Dumbing Down? Blame the Internet? I don’t think so. Part 2
As part of an ethnographic study on internet use, I watched an internet user with three screens open, each with a blackboard showing 12 sites, that’s 36 sites in total sitting open in front of him, plus RSS feeds and a list of other sites to visit at a glance. He was looking at a dozen technology sites, non tech sites related to his work, plus general news and hobby sites. There was no separation between work and leisure. Those very words “separation between work and leisure” have lost their meaning.
I saw someone who works in security skim a dozen sites including police sites, corporate security sites, public as well as private access sites. He grabbed information from his own security staff at various locations, plus local news, weather, traffic to understand in several minutes what security issues occurred during the past 12 hours in his neighbourhood and what to be on the alert for at the moment. He knew what was going on in his area. He made seemingly instantaneous decisions about where to assign staff and what to tell them to be aware of. He obviously knew his business.

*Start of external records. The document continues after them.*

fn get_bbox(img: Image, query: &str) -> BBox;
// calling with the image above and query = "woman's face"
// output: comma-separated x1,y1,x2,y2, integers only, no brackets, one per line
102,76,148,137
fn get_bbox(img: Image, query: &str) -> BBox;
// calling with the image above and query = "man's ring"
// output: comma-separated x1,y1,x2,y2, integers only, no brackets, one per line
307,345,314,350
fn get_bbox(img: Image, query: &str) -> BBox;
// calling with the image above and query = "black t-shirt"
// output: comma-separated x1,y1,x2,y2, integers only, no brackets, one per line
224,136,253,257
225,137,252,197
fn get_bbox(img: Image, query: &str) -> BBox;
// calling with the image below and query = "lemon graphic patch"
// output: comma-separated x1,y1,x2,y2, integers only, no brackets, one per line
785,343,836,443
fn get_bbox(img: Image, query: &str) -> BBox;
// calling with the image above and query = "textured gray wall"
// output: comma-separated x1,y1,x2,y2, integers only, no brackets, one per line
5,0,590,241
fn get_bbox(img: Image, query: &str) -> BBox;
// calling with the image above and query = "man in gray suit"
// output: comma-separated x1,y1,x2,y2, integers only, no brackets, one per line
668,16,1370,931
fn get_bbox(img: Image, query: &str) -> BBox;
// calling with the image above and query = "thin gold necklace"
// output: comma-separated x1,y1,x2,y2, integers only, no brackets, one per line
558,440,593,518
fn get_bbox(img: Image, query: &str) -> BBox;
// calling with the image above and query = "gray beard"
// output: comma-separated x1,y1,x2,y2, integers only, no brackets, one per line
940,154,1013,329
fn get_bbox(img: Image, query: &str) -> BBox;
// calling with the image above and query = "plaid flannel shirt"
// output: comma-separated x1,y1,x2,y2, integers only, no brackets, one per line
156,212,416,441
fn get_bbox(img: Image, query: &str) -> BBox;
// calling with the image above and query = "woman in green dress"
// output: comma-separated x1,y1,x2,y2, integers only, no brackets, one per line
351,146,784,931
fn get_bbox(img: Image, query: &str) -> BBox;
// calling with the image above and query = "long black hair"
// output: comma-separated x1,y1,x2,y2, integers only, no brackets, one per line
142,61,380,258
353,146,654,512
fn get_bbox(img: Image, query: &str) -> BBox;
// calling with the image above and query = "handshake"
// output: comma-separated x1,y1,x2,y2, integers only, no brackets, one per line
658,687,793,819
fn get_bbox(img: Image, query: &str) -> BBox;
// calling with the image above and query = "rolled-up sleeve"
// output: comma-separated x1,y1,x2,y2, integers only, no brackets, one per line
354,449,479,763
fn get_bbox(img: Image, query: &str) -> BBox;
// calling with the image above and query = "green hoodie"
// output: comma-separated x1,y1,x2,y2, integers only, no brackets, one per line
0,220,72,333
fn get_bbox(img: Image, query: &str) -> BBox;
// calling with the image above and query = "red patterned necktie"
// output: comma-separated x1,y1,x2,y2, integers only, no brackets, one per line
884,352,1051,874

I saw an immigration lawyer check a dozen government sites because regulations and judgments across different jurisdictions and departments effect her actions. And changes occur daily, sometimes hourly. With fingers moving like a virtuoso pianist, she looked at numerous sites from various countries as well because what is happening in the countries of her clients affects their actions and her advice. Up to date in minutes.
Is their comprehension more superficial? Are their conclusions less effective? Is their judgment less trustworthy? I believe the opposite. They not only absorb information more quickly, they make connections between info nodes more quickly and they include far more information links than ever before. Think of the information used to make conclusions or decisions as a string net with the information points or nodes being the intersection of strings. Because of the internet and how it is used, the information net is far wider than ever before and the decisions or conclusions contained in the net are based on more information than ever. We are seeing exponential change, not linear change.
Think synapses in the brain. Brain plasticity in simple terms means the more you use it, the more it grows. Learn to play the piano and your brain changes; more connections - more grey matter. http://www.sharpbrains.com/blog/2008/02/26/brain-plasticity-how-learning-changes-your-brain/
We are not seeing a loss in cognitive function, analytical skills or plain good sense. We are seeing an explosion in intellectual ability; brain power maxed to the nth. It just looks different.